Körner: Schlammschlacht ausgeglieben

Herausforderer Geisler, langjähriger Leipziger Stadtelternratsvorsitzende und Chef des SPD-Ortvereins Leipzig-Nordwest, kritisierte die deutsche Bildungsmisere. Das starre Festhalten an den bestehenden föderalen Strukturen, etwa am sogenannten Kooperationsverbot im Schulbereich, das eine finanzielle Unterstützung der Länder durch den Bund nahezu unmöglich macht, müsse ein Ende haben. „In keinem anderen Land Europas hängt das Bildungsniveau so sehr von der sozialen Herkunft ab wie in Deutschland“, monierte er ferner.

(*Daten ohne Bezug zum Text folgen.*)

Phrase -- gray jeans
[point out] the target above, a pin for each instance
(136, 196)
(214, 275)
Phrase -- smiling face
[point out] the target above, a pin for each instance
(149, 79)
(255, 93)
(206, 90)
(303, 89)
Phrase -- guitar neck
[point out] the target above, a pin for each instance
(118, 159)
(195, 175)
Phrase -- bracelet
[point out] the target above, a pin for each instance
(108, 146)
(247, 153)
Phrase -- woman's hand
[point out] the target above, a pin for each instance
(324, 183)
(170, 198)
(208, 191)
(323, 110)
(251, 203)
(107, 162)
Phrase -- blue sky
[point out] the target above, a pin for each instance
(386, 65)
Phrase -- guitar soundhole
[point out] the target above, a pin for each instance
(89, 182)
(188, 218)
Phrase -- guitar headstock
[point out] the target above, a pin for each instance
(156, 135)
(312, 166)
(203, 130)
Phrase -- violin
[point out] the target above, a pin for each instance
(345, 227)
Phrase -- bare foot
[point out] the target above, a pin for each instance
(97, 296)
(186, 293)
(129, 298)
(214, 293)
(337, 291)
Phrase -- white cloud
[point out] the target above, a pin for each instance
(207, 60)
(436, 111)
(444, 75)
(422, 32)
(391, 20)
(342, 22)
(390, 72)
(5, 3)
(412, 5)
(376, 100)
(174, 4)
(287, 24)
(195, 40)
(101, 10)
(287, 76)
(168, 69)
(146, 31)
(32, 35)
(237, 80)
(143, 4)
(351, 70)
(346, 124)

Auch für eine Gleichstellung von Lehrlingen und Studenten bei der Ausbildungsförderung und ein Mehr an Generationengerechtigkeit wolle er in der Hauptstadt kämpfen. Als langjähriger Gemeinde- beziehungsweise Stadtrat wisse er „sehr genau, was es bedeutet, Bundesgesetze auf kommunalpolitischer Ebene umzusetzen. Das Hauptamt muss das Ehrenamt dabei unterstützen.“

Sitzungsleiter Andreas Körner und weitere Mitglieder zollten den beiden Nord-Bewerbern Respekt. Der Umgang sei fair gewesen, eine Schlammschlacht zum Glück ausgeblieben. Leipzigs SPD-Chef Hassan Soilihi Mzé hofft, dass seine Partei in einem Jahr, wenn es ernst wird, Geschlossenheit demonstriert und „die Bundesthemen lokal so herunterbricht, dass wir die Menschen in ihrer Lebenswirklichkeit erreichen“. Das schwache Ergebnis für Süd-Direktkandidat Katzek, aktuell Beisitzer im Stadtvorstand, nannte er „sehr bedauerlich“. Erklären könne er es sich gerade nicht. Katzek sei ein „guter Kandidat, der integrativ wirkt“.